# Fuzzy Logic Part 3: Fuzzy Logic Examples

From the series: Fuzzy Logic

*Brian Douglas*

Watch this fuzzy logic example of a fuzzy inference system that can balance a pole on a cart. You can design a fuzzy logic controller using just experience and intuition about the system—no mathematical models necessary.

In the last two videos, we walked through how a fuzzy inference system works in general. And so, in this video, we’re going to take that knowledge and show one way to design a fuzzy inference system. And to do that we’ll develop a fuzzy inference-based controller that can balance a pole on a cart. I want to show you how a fuzzy logic controller can be designed using just experience and intuition about the system - no mathematical models necessary. I think you’ll be surprised at how simple it is to set up if you have a good understanding of how your system behaves. So, I hope you stick around for it. I’m Brian, and welcome to a MATLAB Tech Talk.

This is the cart/pole problem. It’s a pretty standard academic example so I thought it would be nice to use an example that you may already know how to solve using other control methods. It works like this. The pole is being pulled down by the constant force of gravity and is free to rotate about this pivot point. The cart can roll back and forth and we can apply an external force to accelerate the cart left and right. We have four states that we are measuring: pole angle and angular velocity and cart position and velocity. And if you want to try to copy this example, these are the physical parameters of the this particular system.

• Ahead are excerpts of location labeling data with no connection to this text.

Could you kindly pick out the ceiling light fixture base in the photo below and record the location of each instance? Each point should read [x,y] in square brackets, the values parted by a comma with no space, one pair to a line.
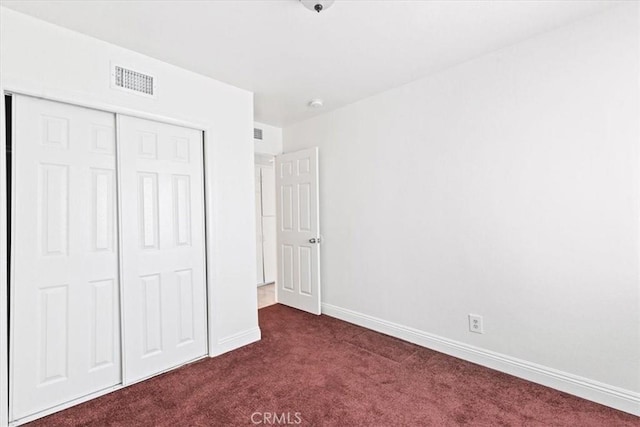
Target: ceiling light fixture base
[317,5]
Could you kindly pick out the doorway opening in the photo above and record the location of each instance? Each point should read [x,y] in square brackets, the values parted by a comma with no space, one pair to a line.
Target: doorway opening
[266,265]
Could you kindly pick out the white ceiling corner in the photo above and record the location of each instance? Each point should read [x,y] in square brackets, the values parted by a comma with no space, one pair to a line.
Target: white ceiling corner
[289,55]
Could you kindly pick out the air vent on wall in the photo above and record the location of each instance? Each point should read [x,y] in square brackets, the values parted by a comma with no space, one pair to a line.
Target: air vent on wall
[132,81]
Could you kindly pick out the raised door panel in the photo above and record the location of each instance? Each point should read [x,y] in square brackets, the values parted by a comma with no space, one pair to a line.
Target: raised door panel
[164,290]
[65,318]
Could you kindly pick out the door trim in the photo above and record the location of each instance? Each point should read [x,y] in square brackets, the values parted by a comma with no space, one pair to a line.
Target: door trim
[11,88]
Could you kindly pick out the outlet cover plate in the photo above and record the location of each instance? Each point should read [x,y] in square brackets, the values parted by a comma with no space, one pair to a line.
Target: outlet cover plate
[475,324]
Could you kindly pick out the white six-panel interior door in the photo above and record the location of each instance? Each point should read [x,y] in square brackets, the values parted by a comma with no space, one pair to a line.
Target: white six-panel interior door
[298,230]
[93,296]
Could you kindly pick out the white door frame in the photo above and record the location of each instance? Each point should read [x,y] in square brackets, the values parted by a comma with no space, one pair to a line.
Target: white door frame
[210,185]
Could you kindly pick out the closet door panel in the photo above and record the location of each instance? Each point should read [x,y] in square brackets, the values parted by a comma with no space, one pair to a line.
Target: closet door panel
[65,325]
[164,291]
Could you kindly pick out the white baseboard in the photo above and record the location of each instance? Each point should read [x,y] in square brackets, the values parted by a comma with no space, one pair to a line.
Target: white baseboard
[235,341]
[615,397]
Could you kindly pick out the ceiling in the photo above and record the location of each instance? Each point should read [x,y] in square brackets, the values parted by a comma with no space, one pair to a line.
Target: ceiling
[288,55]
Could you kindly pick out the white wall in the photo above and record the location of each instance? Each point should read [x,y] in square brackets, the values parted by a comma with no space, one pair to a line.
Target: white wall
[53,62]
[271,143]
[507,186]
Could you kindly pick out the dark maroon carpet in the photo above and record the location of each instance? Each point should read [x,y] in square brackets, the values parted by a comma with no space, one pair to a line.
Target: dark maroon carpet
[324,372]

Ok, so the overall block diagram looks like this. Force enters the cart/pole dynamic system, and the four state variables come out. Then a fuzzy logic controller uses one or more of the output variables to determine the appropriate force that keeps the pole upright. Simple enough, right?

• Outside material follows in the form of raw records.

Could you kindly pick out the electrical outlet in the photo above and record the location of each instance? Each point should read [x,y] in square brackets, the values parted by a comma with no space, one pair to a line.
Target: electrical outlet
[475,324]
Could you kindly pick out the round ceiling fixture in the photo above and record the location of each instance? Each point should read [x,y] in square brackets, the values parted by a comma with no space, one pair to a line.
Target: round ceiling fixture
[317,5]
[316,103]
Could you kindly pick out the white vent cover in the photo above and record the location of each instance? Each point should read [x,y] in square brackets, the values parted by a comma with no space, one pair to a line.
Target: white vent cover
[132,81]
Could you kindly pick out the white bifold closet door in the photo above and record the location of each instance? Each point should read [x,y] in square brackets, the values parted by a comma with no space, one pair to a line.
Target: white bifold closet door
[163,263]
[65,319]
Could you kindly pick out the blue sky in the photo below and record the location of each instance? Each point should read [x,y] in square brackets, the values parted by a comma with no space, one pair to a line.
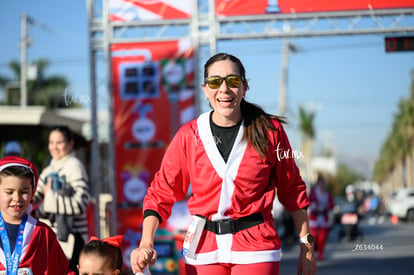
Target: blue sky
[355,85]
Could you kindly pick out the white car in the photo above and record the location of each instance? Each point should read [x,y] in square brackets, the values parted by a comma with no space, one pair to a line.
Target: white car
[402,204]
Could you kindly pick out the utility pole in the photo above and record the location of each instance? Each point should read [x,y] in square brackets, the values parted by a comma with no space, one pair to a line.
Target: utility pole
[25,41]
[287,47]
[23,62]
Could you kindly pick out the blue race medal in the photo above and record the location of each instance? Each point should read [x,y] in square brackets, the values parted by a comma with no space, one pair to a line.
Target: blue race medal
[12,261]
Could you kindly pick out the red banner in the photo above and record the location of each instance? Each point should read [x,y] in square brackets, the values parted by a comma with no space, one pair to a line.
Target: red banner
[153,93]
[254,7]
[141,10]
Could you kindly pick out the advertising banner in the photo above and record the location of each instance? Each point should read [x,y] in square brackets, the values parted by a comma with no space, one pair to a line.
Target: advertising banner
[141,10]
[153,94]
[255,7]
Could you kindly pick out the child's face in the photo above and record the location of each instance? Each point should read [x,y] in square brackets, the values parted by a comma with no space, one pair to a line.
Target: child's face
[92,264]
[58,145]
[15,196]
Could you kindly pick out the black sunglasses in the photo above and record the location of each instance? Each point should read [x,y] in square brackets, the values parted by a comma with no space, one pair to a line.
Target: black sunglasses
[232,81]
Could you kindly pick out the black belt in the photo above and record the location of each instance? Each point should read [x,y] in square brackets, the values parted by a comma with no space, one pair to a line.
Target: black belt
[232,226]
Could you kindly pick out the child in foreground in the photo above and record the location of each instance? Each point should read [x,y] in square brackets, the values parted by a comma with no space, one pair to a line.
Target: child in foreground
[27,245]
[101,256]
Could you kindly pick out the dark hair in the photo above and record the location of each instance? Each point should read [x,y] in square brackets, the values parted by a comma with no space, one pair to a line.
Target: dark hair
[65,130]
[18,171]
[112,254]
[257,122]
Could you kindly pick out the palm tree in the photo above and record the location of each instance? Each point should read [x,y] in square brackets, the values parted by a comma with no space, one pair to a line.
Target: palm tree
[396,155]
[43,90]
[307,130]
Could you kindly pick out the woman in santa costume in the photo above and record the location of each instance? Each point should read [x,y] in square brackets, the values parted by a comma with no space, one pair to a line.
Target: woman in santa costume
[28,246]
[321,203]
[235,157]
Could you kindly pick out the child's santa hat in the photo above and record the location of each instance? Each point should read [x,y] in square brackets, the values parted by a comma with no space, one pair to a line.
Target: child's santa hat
[17,161]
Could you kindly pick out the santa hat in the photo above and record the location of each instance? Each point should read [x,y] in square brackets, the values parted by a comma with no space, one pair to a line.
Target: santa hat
[17,161]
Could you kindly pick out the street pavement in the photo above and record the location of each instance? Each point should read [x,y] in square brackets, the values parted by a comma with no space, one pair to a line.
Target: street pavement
[384,248]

Well, let’s head over to Simulink and start the design. I’ve already put a few blocks in this Simulink model. This block is the dynamics of the cart and pole system which you can see takes the cart force as input and outputs the four states. The pole initializes perfectly balanced and since there are no other external disturbances in this model, I disturb it by injecting a small impulse at time = 1 second just to get the cart moving a bit and get the pole to fall over. This block over here brings up the animation so that we can see what the system is doing more easily than looking at a plot.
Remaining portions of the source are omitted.